Facturo mi equipaje. Facturo mi equipaje para no pelear con el pasaje y la maleta en mis manos. Los aeropuertos son hoy lo que en mi infancia fueron las estaciones de autobuses. No se ven boinas ni gallinas, pero aún viajan las maletas envueltas en cinta aislante para que los sueños no se desparramen. Las nuevas catedrales del consumo no son ya los centros comerciales (en Estados Unidos ya hay quien vaticina que desaparecerán), sino las áreas de duty free.
Vendemos muchas revistas en los aeropuertos, se nos lee en los aviones. Se nos subraya y se recortan nuestras páginas. A menudo recibo emails de lectores que opinan sobre un artículo o se ofrecen para escribirnos desde un lugar más allá de las nubes. Contesto siempre, a veces también desde lo alto. Otras, bien pronto, con la redacción aún vacía a la sombra del Museo Reina Sofía, en la calle que honra al Doctor Fourquet, muerto cien años antes de que yo llegase al mundo.
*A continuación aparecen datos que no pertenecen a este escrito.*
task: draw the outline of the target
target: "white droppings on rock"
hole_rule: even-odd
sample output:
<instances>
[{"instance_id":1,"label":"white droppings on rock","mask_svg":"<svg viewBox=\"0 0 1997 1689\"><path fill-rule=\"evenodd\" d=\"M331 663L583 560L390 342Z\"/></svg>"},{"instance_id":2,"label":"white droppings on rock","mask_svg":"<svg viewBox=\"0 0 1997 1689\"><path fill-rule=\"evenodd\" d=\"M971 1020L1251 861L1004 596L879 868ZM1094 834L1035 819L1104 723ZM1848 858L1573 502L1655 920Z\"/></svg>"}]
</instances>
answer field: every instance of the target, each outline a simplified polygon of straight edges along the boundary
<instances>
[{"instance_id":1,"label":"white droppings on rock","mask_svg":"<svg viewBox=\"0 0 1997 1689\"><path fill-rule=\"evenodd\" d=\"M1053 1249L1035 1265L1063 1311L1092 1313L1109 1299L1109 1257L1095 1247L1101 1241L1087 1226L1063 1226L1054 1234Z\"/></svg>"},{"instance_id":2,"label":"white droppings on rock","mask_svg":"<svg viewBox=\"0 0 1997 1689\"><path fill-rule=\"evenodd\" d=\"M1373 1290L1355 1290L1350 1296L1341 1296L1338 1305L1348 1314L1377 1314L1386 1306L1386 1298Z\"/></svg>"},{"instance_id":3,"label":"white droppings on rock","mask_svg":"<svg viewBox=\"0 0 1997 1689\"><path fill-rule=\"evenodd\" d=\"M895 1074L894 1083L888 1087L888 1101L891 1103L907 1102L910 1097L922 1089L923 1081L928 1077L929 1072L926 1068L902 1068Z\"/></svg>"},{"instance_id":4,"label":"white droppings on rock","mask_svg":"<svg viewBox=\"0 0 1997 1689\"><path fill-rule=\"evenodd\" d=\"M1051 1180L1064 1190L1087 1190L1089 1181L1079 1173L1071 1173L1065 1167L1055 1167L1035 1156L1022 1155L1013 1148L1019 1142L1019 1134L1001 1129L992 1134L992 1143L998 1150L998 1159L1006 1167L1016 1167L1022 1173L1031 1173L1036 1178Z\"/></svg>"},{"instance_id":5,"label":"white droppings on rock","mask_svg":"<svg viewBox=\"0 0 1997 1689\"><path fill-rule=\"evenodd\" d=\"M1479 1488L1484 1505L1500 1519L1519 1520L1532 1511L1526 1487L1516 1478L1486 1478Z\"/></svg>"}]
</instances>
Aprovecho que tengo la puerta de embarque controlada para recorrer todas las tiendas de la terminal. Ya es para mí un ritual revisar cómo están colocadas las revistas en el quiosco. Dar un paso atrás, esperar con un café, camuflado entre las guías de viajes para ser testigo de cómo un lector coge la revista, se detiene –también se lleva el ¡Hola!– es un momento único, de voyerismo editorial. Si se la lleva, dan ganas de darle un abrazo, así sin avisar, de sopetón, pero claro, no se lo das que están los miedos al desconocido a flor de piel. Y si la vuelve a dejar, si no se la lleva, entonces… Es el momento de dirigirse a la puerta de embarque y subir el volumen de los auriculares con Los Ramones a decibelio suelto.